Previously, applicants needed a gender dysphoria diagnosis by several doctors and, in some cases, proof that they had been living for two years as the gender they identified with — or even records showing they had taken hormones.
Teenagers between 14 and 16 can also apply with parental permission or by going to a judge if there is disagreement among them.
A court is involved in applications for those between 12 and 14, and children under 12 are only allowed to register a new name but not to change their gender.
Transgender rights groups had put pressure for months on the government by holding hunger strikes, proposing more ambitious drafts to Parliament and urging organisers of the country’s biggest Pride celebration, in Madrid, to exclude the Socialists from the annual march.

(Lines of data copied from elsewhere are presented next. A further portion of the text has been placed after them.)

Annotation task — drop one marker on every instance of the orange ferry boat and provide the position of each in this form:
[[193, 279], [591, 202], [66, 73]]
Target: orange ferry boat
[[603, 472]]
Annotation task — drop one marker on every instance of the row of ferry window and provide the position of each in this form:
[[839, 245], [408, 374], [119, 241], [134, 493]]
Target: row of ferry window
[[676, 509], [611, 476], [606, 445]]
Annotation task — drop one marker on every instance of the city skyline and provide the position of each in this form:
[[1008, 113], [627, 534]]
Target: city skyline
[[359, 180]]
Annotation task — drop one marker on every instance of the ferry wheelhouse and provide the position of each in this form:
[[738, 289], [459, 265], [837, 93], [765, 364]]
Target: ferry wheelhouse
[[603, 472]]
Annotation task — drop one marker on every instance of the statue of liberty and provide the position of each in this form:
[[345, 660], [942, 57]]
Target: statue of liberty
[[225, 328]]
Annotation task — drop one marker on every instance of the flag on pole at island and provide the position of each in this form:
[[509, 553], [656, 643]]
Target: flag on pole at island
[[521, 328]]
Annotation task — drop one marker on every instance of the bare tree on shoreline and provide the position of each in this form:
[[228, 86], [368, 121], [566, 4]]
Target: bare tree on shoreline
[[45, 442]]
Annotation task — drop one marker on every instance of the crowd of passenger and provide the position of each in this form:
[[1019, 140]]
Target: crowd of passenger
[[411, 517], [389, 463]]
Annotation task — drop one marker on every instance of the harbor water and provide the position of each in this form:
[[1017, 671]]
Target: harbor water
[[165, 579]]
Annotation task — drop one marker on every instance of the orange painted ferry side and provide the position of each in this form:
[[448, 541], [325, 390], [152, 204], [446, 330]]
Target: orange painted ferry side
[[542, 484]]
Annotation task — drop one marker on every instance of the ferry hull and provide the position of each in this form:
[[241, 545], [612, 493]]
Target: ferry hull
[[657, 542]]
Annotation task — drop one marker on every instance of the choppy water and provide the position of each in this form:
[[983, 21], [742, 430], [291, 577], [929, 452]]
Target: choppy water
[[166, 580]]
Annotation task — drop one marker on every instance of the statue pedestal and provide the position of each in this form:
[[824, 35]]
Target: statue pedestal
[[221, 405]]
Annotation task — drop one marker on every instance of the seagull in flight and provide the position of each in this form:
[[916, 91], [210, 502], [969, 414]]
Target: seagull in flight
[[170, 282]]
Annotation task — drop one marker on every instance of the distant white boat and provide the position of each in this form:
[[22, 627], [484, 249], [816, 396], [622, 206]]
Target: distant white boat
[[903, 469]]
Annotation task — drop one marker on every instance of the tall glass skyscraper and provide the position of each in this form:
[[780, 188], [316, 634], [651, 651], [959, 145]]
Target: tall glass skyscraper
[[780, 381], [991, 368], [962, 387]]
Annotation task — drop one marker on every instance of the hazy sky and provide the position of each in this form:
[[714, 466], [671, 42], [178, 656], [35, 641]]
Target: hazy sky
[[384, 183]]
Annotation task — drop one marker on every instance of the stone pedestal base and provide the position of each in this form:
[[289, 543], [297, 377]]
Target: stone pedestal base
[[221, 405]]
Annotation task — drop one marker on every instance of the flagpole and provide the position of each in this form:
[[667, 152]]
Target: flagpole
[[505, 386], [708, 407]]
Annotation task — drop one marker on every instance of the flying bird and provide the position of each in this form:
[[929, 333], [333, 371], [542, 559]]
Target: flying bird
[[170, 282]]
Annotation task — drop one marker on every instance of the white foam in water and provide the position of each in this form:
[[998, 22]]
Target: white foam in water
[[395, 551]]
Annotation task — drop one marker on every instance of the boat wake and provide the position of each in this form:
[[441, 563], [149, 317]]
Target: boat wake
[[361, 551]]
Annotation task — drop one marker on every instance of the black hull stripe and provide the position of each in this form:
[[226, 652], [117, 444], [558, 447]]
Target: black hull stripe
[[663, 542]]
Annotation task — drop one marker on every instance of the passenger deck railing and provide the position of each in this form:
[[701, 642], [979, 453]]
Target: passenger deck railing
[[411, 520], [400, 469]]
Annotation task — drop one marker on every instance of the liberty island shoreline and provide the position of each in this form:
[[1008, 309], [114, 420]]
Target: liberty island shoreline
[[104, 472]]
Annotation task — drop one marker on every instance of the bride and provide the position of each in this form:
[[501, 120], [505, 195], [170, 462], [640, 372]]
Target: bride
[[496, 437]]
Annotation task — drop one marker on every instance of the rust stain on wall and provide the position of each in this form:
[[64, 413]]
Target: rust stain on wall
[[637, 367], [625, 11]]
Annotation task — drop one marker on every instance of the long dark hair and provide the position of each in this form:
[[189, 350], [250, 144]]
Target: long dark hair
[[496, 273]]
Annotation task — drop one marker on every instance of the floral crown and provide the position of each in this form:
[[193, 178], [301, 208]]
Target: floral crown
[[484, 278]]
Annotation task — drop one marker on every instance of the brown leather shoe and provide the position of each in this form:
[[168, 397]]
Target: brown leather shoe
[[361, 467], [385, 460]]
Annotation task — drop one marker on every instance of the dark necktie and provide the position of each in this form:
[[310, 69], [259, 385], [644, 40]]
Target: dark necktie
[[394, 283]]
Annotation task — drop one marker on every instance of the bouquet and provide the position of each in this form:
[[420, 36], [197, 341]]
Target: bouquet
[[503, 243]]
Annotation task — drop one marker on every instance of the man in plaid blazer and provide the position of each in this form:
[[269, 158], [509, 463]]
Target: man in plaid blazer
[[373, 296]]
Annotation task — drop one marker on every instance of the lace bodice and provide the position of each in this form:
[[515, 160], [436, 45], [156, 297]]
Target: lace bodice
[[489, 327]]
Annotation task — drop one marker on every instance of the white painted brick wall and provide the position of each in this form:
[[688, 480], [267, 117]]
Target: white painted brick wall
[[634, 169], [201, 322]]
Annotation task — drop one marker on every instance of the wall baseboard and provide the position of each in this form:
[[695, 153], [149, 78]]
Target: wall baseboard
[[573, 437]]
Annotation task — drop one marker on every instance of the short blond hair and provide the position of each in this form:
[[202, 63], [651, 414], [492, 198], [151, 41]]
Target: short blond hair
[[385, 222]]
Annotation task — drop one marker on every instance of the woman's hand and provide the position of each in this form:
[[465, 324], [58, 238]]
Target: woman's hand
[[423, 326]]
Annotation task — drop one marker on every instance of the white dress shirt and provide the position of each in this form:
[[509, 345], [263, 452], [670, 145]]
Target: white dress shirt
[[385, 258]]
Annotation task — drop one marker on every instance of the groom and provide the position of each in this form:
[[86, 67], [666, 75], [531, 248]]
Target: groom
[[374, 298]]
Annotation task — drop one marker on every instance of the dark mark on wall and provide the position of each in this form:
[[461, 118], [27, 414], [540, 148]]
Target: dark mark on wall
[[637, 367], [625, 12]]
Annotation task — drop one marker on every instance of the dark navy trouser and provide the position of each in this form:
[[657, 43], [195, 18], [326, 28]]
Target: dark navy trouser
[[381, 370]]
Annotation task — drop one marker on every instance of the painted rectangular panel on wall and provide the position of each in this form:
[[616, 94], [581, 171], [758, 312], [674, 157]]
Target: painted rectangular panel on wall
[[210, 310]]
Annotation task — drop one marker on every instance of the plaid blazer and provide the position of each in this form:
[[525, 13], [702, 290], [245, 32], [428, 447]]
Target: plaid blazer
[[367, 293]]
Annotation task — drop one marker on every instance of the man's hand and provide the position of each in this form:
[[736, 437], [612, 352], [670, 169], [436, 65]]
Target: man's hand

Mar Cambrolle, from Plataforma Trans, said Tuesday that while the proposal accepts their demand for self-determination, it falls short in protecting transgender children under 14 or guaranteeing the rights of non-binary people and transgender migrants.
“It’s a brutal trim from of what we had demanded for decades,” the veteran activist said.
“It does not develop specific policies to deal with unemployment of trans people, it does not delve into protocols for preventing harassment in educational centres, it does not speak of a health care model for us and it does not touch on sports.”
Natalia Aventin, head of the Euforia group of families with transgender members, said that transgender rights had been watered-down because the government included them as part of broader legislation in favour of lesbian, gay, bisexual and queer communities.
“The government’s marketing campaign has been better than the law itself,” Ms Aventin said.